Kathleen Frederickson, “British Writers on Population, Infrastructure, and the Great Indian Famine of 1876-8”
This article examines British writing about the 1876-8 famine in southern and western India. In British newspapers and journals, the turn to thinking about famine in terms of the total population obscured the extreme variations in food access that worsened with rising economic inequality. When the British press in the late-1870s turned to human causes of famine, they either argued that India’s population overburdened India’s land, or suggested that more rail construction would prevent enough deaths sufficiently to mitigate British responsibility for famine conditions. The turn to population-based arguments helped either to perpetuate the belief that famine was a quasi-natural part of India or to parse the sudden increase in the frequency and severity famines in India under British rule.
Carolyn W. de la L. Oulton, “‘Coquetting amid incredible landscapes’: Women on the River and the Railway”
The opening of the first direct railway line from London to the Kent coast in 1862 challenged traditional dichotomies between town and country, and contributed to a growing nostalgia associated with the river. Fin-de-siècle writers used the apparent opposition between rail and river, city and country, to ask new questions about the place of women in a rapidly changing world; the transition to a new century further strained the traditional dichotomy between feminised pastoral and masculinised industrial, a tension reflected in the problematic portrayal of rail and water in the work of E. Nesbit.

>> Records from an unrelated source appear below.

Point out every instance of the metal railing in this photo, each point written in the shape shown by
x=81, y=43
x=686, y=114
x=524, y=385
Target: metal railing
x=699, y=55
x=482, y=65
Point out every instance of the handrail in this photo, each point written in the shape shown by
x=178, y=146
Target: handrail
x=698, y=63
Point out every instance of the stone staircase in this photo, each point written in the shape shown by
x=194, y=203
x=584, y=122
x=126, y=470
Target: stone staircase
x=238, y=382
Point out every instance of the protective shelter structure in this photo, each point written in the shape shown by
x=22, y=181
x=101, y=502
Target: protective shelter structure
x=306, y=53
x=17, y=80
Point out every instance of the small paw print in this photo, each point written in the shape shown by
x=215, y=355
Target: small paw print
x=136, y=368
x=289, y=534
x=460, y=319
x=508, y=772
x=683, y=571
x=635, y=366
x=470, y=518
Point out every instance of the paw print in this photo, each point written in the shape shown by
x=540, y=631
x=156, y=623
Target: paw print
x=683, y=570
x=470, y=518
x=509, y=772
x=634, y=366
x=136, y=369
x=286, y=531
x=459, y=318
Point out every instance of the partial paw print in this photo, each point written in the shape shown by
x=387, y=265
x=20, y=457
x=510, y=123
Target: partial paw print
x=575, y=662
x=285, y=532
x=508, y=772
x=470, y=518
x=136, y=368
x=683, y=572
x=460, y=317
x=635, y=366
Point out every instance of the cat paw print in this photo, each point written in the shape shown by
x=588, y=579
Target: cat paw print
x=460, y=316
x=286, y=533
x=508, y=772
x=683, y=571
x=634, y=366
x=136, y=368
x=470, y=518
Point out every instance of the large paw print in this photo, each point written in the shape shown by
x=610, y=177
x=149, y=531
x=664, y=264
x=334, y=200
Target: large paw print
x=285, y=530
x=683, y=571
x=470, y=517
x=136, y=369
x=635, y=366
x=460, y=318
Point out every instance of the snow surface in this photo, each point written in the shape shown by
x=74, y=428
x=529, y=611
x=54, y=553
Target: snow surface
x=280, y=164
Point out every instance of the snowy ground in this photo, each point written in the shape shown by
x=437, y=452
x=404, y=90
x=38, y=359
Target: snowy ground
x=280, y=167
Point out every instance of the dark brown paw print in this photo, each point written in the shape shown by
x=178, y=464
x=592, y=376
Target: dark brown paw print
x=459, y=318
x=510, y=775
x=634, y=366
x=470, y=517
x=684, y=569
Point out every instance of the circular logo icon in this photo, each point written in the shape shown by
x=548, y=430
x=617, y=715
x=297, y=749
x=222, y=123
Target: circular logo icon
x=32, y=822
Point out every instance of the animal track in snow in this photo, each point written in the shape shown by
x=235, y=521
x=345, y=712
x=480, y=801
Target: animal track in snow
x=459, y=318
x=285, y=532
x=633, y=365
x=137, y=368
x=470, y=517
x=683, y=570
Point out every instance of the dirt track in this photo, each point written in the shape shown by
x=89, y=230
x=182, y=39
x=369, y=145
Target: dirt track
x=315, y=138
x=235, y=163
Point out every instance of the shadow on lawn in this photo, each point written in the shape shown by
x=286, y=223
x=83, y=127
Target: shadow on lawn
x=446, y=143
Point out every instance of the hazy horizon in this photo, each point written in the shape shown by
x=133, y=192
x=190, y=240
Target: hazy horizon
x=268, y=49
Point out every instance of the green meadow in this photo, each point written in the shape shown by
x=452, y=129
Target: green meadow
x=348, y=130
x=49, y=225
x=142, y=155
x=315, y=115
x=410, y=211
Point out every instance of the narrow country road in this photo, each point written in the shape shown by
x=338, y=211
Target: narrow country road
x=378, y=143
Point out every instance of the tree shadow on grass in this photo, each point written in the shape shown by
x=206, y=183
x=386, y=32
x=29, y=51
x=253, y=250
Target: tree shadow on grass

Paul Fyfe, “On the Opening of the Liverpool and Manchester Railway, 1830”
Opened to the public in 1830, the Liverpool and Manchester Railway effectively inaugurates the modern railway era. This essay sketches the construction of the L&M, the memorable events of its opening day, and its impact upon representations of the railway and its risks. The opening of the L&M reveals the tumultuous political dynamics of pre-Reform Bill Britain as well as deep uncertainties about industrial modernity, encapsulated by a fatal accident to MP William Huskisson.